Thursday 25 January 2018

Happiness Park

Andrew and I sat down for a little extra-curricular gaming this evening with me eager to get back in the saddle after a week out of commission. I'd been so out of it I couldn't even play Fuji Flush with the boys for four days, so it was nice to have the energy to tackle a nice fast-moving euro, which is what we began with in Santa Maria. This has the generic theme of developing newly discovered (by Europeans (®Timeline)) lands, and building on them. Possibly the only really unusual thing is that victory points are actually happiness points, as shown by the rictus grin on the points.


The gears and wheels are the buildings, which you activate to get stuff. The activation itself is simple - a coin to activate a single building, a blue die to activate a row of them, or one of the communal white dice to activate a column of them. Or build more buildings. The game plays over three years and despite the rather bland appearance speeds rather nicely - like a cross between Barenpark (the buildings need to fit onto your board) and something more point-salady. Although it's not a Feld-esque salad - Stan had previously beaten me despite only building two buildings the whole game, whereas I expanded to seven. And I took a similarly constructional mind this evening, albeit having the advantage over Andrew on his first play:

Sam 60
Andrew 43

Santa Maria only took an hour, so we returned to our current favourite: Rajas of the Ganges. Andrew wanted to find out where we went wrong against Adam. I suggested that it was probably inviting him, as I didn't see us about to crack open the mystery of Rajas in the way Adam had any time soon.

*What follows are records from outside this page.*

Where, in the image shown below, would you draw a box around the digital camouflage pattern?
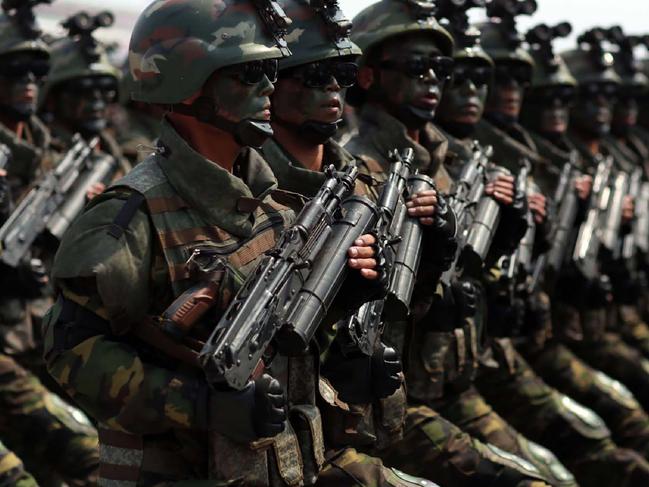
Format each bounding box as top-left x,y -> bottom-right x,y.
129,0 -> 289,104
279,0 -> 361,69
0,355 -> 99,486
0,442 -> 38,487
477,340 -> 649,486
351,0 -> 454,56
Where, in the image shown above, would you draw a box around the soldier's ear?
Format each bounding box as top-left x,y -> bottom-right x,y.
356,66 -> 374,91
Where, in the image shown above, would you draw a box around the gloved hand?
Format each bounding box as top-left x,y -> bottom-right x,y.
371,343 -> 403,399
209,374 -> 286,443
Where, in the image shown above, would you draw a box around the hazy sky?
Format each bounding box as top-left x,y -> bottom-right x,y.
42,0 -> 649,54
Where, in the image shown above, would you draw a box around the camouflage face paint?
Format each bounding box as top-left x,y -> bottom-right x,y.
372,34 -> 442,128
437,63 -> 488,125
272,77 -> 345,125
203,67 -> 274,123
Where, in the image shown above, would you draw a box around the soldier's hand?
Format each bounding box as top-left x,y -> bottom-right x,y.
485,174 -> 516,205
575,174 -> 593,200
208,374 -> 286,443
86,183 -> 106,201
406,189 -> 437,225
527,193 -> 548,225
622,195 -> 635,223
347,234 -> 379,281
253,374 -> 286,438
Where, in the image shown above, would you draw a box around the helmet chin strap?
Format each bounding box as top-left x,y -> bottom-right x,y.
173,96 -> 273,149
273,115 -> 342,145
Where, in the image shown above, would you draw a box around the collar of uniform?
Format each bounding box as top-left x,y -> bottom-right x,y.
0,117 -> 51,185
158,120 -> 277,237
358,103 -> 447,174
262,139 -> 354,197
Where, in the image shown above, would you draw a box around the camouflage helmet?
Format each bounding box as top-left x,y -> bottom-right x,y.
606,26 -> 649,94
40,11 -> 122,101
561,29 -> 622,85
129,0 -> 290,104
0,0 -> 50,58
279,0 -> 361,69
352,0 -> 454,56
525,22 -> 577,89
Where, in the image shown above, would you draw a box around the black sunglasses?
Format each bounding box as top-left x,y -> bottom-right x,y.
527,86 -> 577,106
380,56 -> 455,81
289,61 -> 358,88
494,66 -> 532,86
579,83 -> 619,98
232,59 -> 278,85
452,65 -> 493,88
0,59 -> 50,79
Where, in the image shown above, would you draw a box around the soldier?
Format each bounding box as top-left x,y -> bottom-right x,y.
519,23 -> 649,457
604,27 -> 649,357
555,30 -> 649,409
40,11 -> 131,197
262,0 -> 433,486
346,0 -> 538,485
45,0 -> 384,486
0,2 -> 98,485
464,10 -> 649,485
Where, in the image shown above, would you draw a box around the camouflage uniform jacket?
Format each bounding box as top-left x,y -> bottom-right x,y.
44,122 -> 323,486
262,134 -> 406,454
345,104 -> 474,408
0,116 -> 54,355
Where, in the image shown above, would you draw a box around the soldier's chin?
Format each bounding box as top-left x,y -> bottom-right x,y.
2,103 -> 36,122
79,118 -> 106,135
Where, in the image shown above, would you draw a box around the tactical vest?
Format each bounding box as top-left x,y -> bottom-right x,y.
99,157 -> 324,487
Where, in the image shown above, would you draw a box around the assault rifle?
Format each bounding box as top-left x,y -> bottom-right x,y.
343,148 -> 416,355
199,165 -> 380,389
572,156 -> 613,280
528,151 -> 579,294
0,134 -> 99,267
441,142 -> 493,286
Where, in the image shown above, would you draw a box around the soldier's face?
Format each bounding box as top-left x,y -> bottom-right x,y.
522,86 -> 576,135
570,83 -> 616,137
272,59 -> 357,126
437,62 -> 491,125
486,63 -> 532,120
0,53 -> 49,120
55,76 -> 117,134
613,95 -> 639,131
203,63 -> 275,123
372,34 -> 452,128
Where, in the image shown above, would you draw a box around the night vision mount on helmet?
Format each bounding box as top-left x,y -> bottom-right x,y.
525,22 -> 577,88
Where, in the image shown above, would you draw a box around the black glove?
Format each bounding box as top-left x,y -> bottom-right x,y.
209,374 -> 286,443
372,343 -> 403,399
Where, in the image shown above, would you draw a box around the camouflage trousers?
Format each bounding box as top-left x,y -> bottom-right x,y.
476,339 -> 649,487
315,448 -> 438,487
615,304 -> 649,358
378,406 -> 549,487
0,442 -> 38,487
569,332 -> 649,411
436,386 -> 577,487
0,355 -> 99,486
519,341 -> 649,458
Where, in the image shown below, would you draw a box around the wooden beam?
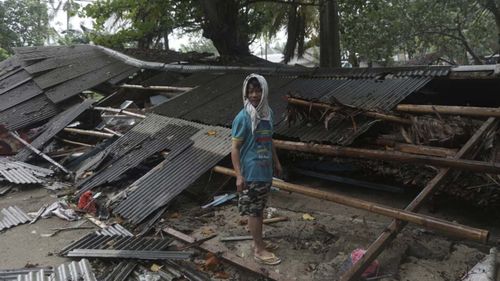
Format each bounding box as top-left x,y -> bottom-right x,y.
273,140 -> 500,174
375,138 -> 458,157
214,166 -> 489,242
396,104 -> 500,118
288,97 -> 413,125
164,225 -> 286,281
92,106 -> 146,119
120,84 -> 193,92
340,118 -> 497,281
63,128 -> 114,139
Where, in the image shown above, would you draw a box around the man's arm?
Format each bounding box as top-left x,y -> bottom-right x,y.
231,139 -> 245,192
272,141 -> 283,177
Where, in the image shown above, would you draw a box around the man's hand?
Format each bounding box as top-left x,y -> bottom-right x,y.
274,161 -> 283,178
236,175 -> 246,192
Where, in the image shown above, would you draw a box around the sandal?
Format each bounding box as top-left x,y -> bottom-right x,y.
264,241 -> 280,251
254,253 -> 281,265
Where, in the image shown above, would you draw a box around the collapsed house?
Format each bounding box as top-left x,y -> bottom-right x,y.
0,45 -> 500,280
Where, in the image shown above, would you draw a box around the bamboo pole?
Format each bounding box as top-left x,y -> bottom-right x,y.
288,97 -> 412,125
63,128 -> 114,139
120,84 -> 193,92
396,104 -> 500,118
340,118 -> 497,281
213,166 -> 489,242
92,106 -> 146,119
273,140 -> 500,174
9,132 -> 71,174
375,138 -> 458,157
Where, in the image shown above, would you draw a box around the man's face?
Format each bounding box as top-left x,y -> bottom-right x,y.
247,84 -> 262,107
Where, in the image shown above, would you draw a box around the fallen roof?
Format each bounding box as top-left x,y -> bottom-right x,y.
154,72 -> 434,145
72,114 -> 231,224
0,45 -> 137,130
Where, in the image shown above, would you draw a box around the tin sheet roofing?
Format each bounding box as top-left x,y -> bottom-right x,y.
113,114 -> 231,224
0,45 -> 137,130
0,158 -> 54,184
13,259 -> 97,281
0,206 -> 31,231
15,100 -> 94,161
154,72 -> 430,145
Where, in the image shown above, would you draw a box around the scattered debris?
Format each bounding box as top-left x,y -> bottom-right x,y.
0,206 -> 31,231
0,158 -> 54,184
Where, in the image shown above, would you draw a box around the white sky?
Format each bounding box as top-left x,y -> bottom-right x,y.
51,0 -> 286,55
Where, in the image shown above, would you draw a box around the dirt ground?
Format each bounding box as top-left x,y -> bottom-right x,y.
0,176 -> 500,281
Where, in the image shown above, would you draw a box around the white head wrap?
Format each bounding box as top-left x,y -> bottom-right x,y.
243,73 -> 271,134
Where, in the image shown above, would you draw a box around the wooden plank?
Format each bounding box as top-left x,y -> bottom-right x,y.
163,225 -> 287,281
15,100 -> 94,161
45,62 -> 131,103
0,71 -> 31,95
35,54 -> 116,89
14,45 -> 96,61
273,140 -> 500,174
0,78 -> 43,111
24,49 -> 102,74
340,118 -> 497,281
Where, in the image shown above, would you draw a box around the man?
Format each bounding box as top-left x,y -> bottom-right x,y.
231,74 -> 282,265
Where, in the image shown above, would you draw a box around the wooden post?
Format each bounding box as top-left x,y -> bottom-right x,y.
214,166 -> 489,242
340,118 -> 497,281
396,104 -> 500,118
287,97 -> 412,125
273,140 -> 500,174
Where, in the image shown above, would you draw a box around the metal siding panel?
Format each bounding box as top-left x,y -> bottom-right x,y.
0,95 -> 59,130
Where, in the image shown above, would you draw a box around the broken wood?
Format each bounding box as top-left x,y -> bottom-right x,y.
288,97 -> 412,125
9,132 -> 71,174
120,84 -> 193,92
273,140 -> 500,174
213,166 -> 489,242
396,104 -> 500,118
375,138 -> 458,157
262,217 -> 288,224
63,128 -> 114,139
340,115 -> 497,281
60,139 -> 95,147
92,106 -> 146,119
163,227 -> 286,281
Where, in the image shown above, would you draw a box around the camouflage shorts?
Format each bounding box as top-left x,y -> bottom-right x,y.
238,181 -> 271,217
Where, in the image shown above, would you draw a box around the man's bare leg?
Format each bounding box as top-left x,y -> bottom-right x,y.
248,216 -> 272,258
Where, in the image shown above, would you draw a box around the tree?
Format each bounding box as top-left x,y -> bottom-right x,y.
0,0 -> 49,53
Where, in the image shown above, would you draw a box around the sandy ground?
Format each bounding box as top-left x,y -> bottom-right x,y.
0,177 -> 500,281
0,185 -> 97,269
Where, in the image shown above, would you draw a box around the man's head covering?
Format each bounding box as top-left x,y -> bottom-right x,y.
243,73 -> 271,134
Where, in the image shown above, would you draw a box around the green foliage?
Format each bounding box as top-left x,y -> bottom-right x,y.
0,0 -> 49,53
85,0 -> 197,48
180,32 -> 219,55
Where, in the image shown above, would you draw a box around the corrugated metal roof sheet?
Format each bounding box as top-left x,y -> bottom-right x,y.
113,114 -> 231,224
0,158 -> 54,184
96,223 -> 134,237
77,122 -> 198,194
0,206 -> 31,231
13,259 -> 97,281
59,233 -> 172,255
15,100 -> 95,161
0,267 -> 54,281
0,95 -> 59,130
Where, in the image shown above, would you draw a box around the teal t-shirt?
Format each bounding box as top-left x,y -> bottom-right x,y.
231,109 -> 273,182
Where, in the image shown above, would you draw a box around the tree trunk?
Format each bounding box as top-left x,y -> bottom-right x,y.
199,0 -> 250,56
319,0 -> 341,67
284,3 -> 299,63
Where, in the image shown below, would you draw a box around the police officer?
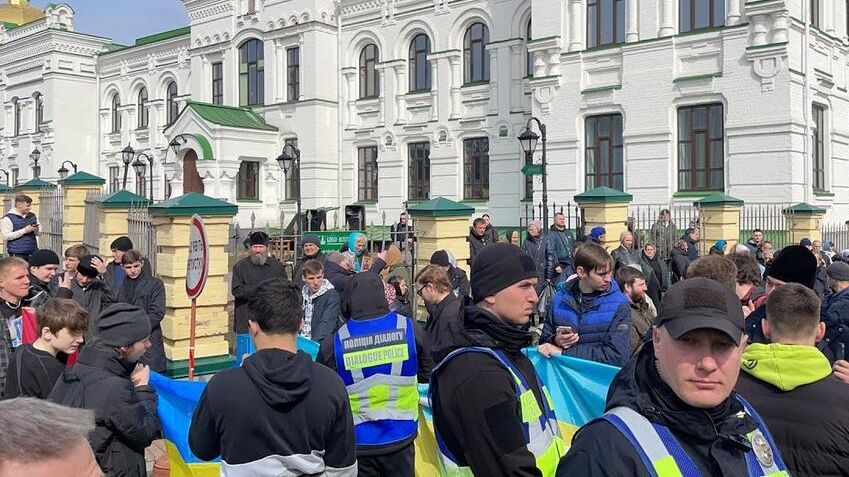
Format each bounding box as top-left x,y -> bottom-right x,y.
430,243 -> 565,476
318,271 -> 432,477
557,277 -> 788,476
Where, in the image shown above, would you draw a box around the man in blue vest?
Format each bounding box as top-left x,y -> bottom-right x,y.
317,272 -> 432,477
430,243 -> 565,477
557,277 -> 788,477
0,194 -> 39,261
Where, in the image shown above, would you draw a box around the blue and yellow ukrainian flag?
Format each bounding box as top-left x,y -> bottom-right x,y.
151,337 -> 619,477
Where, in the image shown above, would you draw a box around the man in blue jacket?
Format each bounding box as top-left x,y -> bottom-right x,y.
539,243 -> 631,366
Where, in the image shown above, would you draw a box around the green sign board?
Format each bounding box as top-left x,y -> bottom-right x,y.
522,164 -> 542,176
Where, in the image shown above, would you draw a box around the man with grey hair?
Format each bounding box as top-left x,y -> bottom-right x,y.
0,398 -> 103,477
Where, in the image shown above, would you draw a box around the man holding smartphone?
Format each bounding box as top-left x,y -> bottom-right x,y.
0,194 -> 39,261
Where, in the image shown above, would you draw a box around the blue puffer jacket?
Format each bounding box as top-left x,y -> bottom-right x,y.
540,279 -> 631,366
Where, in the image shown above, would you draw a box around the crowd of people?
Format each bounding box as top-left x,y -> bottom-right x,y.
0,202 -> 849,476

But if there was a mystery, Andrew is closer to discovering it than I am. I went for a big glory scoring route, pushing myself around the board post-haste as Andrew generated a lot of cash at the other end of the board. But I found that I had to keep building up to my big moves, whereas Andrew's engine was ticking over at a faster rate, generating cash to the point where he suddenly began scoring glory too, and caught me up. My cash and glory markers weren't even in spitting distance when he ended it:

Andrew: wins
Sam: doesn't

And we rounded off the night with a blast from the past in Take it Easy. And a blast from the past in Andrew calling Things From the 70's. It was an utterly brutal round, with loads of '1' tiles coming out and both of us cursing our damned luck. I went for classical writers in an attempt to woo the tiles, and it partly worked: we scored more in the second round, but not enough to make our overall points anything but vaguely respectable:

Sam 291
Andrew 189

And with that, Andrew was gone, into the night. Thanks mate!


1 comment:

  1. I really enjoyed Rajas of the Ganges. I went in expecting to emulate Adam's market method, but that only got me six money at a time, so instead I tried spamming the special 1-6 actions. Especially #2. That seemed to work. I'd love to play it again soon.